Women’s rights advocates in the North African country have given a hopeful welcome to the plans.
Latifa Bouchoua, a member of the Federation of Women’s Rights Leagues (FLDF), said she wanted “a deeper reform (than the last) adapted to the aspirations of new generations who believe in rights and freedoms”.
Activists are demanding equality in inheritance, child custody, and a total ban on child marriage — none of which they say are guaranteed under the current family code.
– Child marriages -The most recent reform took place in 2004 and was heralded as a breakthrough at the time. However, campaigners say the changes still failed to provide women with their full rights.
That code gave women joint responsibility for their families, which had previously been granted only to men, and imposed restrictions on unilateral divorce by men, polygamy and underage marriage.
However, the reforms fell short of preventing “injustice, discrimination, and legal violence, whether in the text or in its application,” said Samira Muheya, president of the FLDF.
In the summer of 2022, King Mohammed said in a speech Morocco needed to “address the deficiencies and negative aspects noted from experience” of the family code.
Under current legislation, women are entitled only to half of what men inherit, in line with strict interpretations of the Koran.
Polygamy remains legal, although it requires men to have the written consent of their first wife. Only 0.3 percent of marriages across Morocco in 2022 were polygamous, according to officials.
In a divorce, men receive custody of their children by default, while those mothers who do gain custody of their children lose it immediately if they remarry.
The key demand made by activists is an end to child marriage. While the legal age for marriage was raised from 15 to 18 in 2004, the authorities continue to issue exemptions for underage girls to marry.
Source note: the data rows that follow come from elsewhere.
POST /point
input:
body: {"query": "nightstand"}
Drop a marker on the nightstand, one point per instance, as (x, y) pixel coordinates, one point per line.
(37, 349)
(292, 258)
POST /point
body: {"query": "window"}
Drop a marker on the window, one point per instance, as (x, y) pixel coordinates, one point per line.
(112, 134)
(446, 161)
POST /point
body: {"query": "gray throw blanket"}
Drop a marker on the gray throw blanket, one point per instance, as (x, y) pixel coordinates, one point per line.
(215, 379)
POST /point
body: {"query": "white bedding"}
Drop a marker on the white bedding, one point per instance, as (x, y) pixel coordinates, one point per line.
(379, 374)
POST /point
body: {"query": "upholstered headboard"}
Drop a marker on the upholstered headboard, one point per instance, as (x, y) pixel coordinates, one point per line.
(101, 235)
A study by the public prosecutor’s office found that 85 percent of all requests to marry an underage girl submitted between 2011 and 2018 were approved.
Atifa Timjerdine, vice-president of the Democratic Association of Moroccan Women, told AFP that the issue “embodies… the discrimination of the law and raises great concerns”.
– Islamist objections -Supporters of women’s rights said that gender inequality in Morocco covered much more than family issues alone.
Writer Ahmed Assid said the forthcoming reform should go beyond household rules and aim to “change the patriarchal system” as a whole, which he said was “responsible, for example, for widespread unemployment among women, even as girls represent around two thirds of baccalaureate winners each year”.
Nearly 35 percent of women with a university degree are unemployed in Morocco, compared with a rate of 20.8 percent among men, according to official figures.
Nevertheless, there has been vocal opposition to the idea of liberal reforms, especially from religious groups.
The calls for equality and banning underage marriage and polygamy drew strong objections from within the country’s Islamist organisations, which maintain that such practices are drawn from a traditionalist interpretation of Islamic texts.
Al Adl Wa Al Ihsane, an Islamist group that is officially banned but to which the authorities turn a blind eye, insists on “the supremacy of the Islamic reference system” and rejects “any proposal that contradicts it”.
The Islamist Justice and Development Party (PJD) said it would only accept amendments to the law that fitted within “the Islamic framework”.
The FLDF’s Muheya insisted that campaigners’ demands were compatible with an “enlightened” interpretation of Islamic texts, and pointed to the principle of equality enshrined in Morocco’s 2011 constitution.